Ovarian Vein Thrombosis
The diagnosis of ovarian vein thrombosis by sonography is often limited by the presence of overlying bowel gas. The characteristic finding is that of a tubular hypoechoic structure extending from the adnexa cranially. No blood flow may be identified within this structure when interrogated with color Doppler. There may be associated enlargement of the ovary on the affected side, although frequently it is difficult to be certain of this. It may be difficult to definitively discern ovarian vein thrombosis from hydronephrosis or thrombosis of the inferior mesenteric vein.

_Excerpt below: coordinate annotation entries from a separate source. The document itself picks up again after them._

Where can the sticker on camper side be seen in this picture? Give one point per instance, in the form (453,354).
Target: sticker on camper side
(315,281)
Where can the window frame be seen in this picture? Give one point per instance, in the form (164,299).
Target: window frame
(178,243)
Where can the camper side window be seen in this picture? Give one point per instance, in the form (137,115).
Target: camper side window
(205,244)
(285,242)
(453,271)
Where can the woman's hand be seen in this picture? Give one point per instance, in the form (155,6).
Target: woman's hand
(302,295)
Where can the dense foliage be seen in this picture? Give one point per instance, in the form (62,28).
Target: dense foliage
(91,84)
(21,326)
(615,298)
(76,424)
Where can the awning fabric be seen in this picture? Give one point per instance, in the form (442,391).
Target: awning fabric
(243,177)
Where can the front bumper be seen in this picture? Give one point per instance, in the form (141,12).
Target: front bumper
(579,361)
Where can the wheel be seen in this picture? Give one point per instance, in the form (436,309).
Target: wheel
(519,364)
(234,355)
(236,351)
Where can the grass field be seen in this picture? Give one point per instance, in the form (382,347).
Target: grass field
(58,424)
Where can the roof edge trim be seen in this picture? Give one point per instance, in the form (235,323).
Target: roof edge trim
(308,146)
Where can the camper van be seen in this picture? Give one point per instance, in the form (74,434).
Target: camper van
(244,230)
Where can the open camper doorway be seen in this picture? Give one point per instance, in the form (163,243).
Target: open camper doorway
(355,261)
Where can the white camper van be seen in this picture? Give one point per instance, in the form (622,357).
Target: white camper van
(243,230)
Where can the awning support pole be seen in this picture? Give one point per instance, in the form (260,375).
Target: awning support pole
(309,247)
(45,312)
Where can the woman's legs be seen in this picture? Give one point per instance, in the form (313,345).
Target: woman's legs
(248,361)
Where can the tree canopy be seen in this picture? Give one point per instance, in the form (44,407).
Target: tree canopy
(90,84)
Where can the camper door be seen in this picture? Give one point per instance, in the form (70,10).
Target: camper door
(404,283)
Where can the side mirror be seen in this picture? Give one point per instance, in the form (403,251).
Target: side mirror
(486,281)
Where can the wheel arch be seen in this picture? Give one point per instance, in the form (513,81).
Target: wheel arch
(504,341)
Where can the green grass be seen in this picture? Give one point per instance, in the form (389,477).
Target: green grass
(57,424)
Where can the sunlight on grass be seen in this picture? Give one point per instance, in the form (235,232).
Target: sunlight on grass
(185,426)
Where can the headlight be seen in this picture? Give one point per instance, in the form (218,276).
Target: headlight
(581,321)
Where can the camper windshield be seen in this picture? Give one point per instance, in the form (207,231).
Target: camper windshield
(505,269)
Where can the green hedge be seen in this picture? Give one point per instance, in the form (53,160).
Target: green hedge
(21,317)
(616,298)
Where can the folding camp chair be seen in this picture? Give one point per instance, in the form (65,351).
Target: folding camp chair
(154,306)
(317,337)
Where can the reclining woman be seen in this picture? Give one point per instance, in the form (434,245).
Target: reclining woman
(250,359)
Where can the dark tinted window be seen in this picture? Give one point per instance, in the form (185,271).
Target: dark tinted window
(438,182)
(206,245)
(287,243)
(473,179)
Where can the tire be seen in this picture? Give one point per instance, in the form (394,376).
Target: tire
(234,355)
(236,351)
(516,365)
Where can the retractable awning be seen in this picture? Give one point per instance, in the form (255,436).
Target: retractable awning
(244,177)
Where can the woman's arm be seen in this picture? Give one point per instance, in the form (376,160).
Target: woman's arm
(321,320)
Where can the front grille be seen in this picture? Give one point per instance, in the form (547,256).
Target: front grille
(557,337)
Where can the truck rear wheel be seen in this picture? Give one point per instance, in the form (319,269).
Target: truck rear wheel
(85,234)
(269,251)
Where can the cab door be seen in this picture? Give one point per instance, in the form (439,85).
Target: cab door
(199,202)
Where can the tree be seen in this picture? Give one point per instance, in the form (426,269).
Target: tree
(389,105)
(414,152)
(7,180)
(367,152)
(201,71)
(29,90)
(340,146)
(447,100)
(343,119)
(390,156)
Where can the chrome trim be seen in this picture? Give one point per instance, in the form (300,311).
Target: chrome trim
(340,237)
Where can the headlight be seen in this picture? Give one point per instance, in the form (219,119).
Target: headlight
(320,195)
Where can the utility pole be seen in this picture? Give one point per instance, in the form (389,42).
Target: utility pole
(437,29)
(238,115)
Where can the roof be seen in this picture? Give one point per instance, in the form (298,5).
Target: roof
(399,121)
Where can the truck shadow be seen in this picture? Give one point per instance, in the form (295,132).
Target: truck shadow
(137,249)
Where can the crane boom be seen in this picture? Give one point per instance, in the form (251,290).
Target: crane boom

CT is the most likely imaging modality to be used in the emergency room, particularly if the patient presents with fever and abdominal pain. Appendicitis is frequently the suspected diagnosis. The CT findings that make the diagnosis are the identification of an enlarged ovarian vein that contains either occlusive or nonocclusive thrombus (Fig. 10-14). This may be identified as a focus of hypoattenuation within the enhancing vein or as an abruptly occluded vessel that is dilated distally. There is usually some nonspecific stranding of the fat adjacent to the vessel resulting from the thrombosis. This may be exuberant if there is superimposed infection resulting in septic thrombophlebitis (Fig. 10-15).